Issue (i): whether the appellant's turnkey construction activities were classifiable as Consulting Engineer's Service and whether the Revenue could vivisect the composite contract to tax only the so-called consultancy fee.
Analysis: The contracts showed execution of construction projects on EPC/turnkey basis, with the appellant responsible for the work end-to-end, including materials, labour, subcontracting, quality and completion. The consideration was structured as cost plus fee, but the fee represented profit margin for execution of the composite project and not consultancy charges. The Revenue relied on a partial attribution of value, but the nature of the agreement and the documentary record showed a composite works contract. A composite contract cannot be split to isolate a portion and classify it under Consulting Engineer's Service when the dominant nature of the transaction is construction.

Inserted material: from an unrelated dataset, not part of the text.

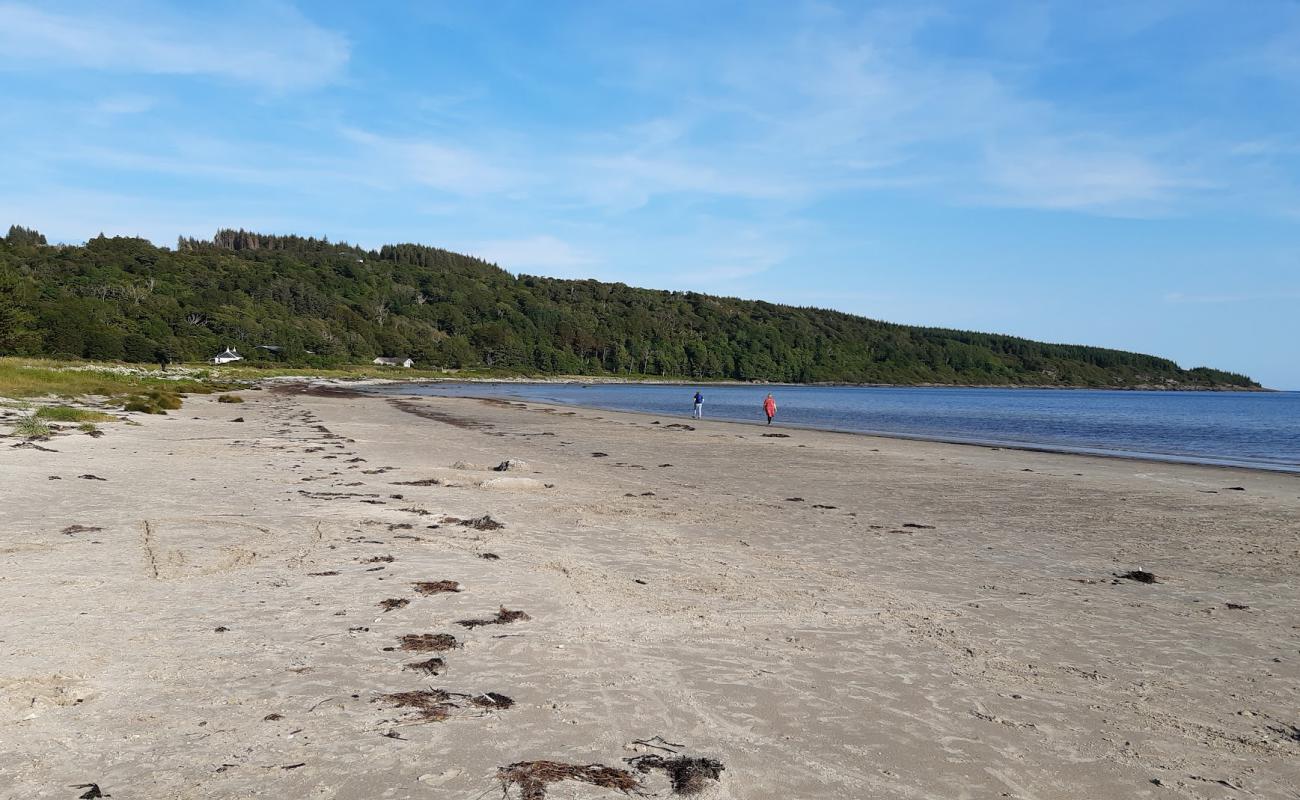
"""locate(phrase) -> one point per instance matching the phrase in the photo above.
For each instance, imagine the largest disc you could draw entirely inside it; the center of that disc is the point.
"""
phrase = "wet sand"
(828, 615)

Conclusion: The demand under Consulting Engineer's Service was not sustainable and the issue was decided in favour of the assessee.
Issue (ii): whether the extended period of limitation was invocable on the facts of the case.

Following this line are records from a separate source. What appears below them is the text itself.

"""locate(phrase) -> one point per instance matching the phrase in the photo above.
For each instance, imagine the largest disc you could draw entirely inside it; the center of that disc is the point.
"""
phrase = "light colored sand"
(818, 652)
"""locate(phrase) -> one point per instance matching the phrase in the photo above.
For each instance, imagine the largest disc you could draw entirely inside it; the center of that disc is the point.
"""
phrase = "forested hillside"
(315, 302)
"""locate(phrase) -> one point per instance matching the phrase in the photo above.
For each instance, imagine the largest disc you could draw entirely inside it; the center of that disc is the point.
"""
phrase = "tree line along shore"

Analysis: The appellant's activities were construction works of the kind which were treated as exempt or outside the alleged levy on the Revenue's own case. The records were available in the books and financial statements, the tax was not collected from customers, and no specific material showed wilful suppression, fraud or intent to evade. Mere non-registration or non-payment, without positive evidence of suppression with intent, was insufficient to sustain invocation of the extended period.
Conclusion: The extended period of limitation was not invocable and the issue was decided in favour of the assessee.
Final Conclusion: The impugned demand and order were unsustainable both on classification and on limitation, so the appeal succeeded with consequential relief as permissible in law.
Ratio Decidendi: A composite turnkey works contract cannot be vivisected to tax a notional consultancy component under a different service entry, and the extended period cannot be invoked without positive evidence of suppression or intent to evade.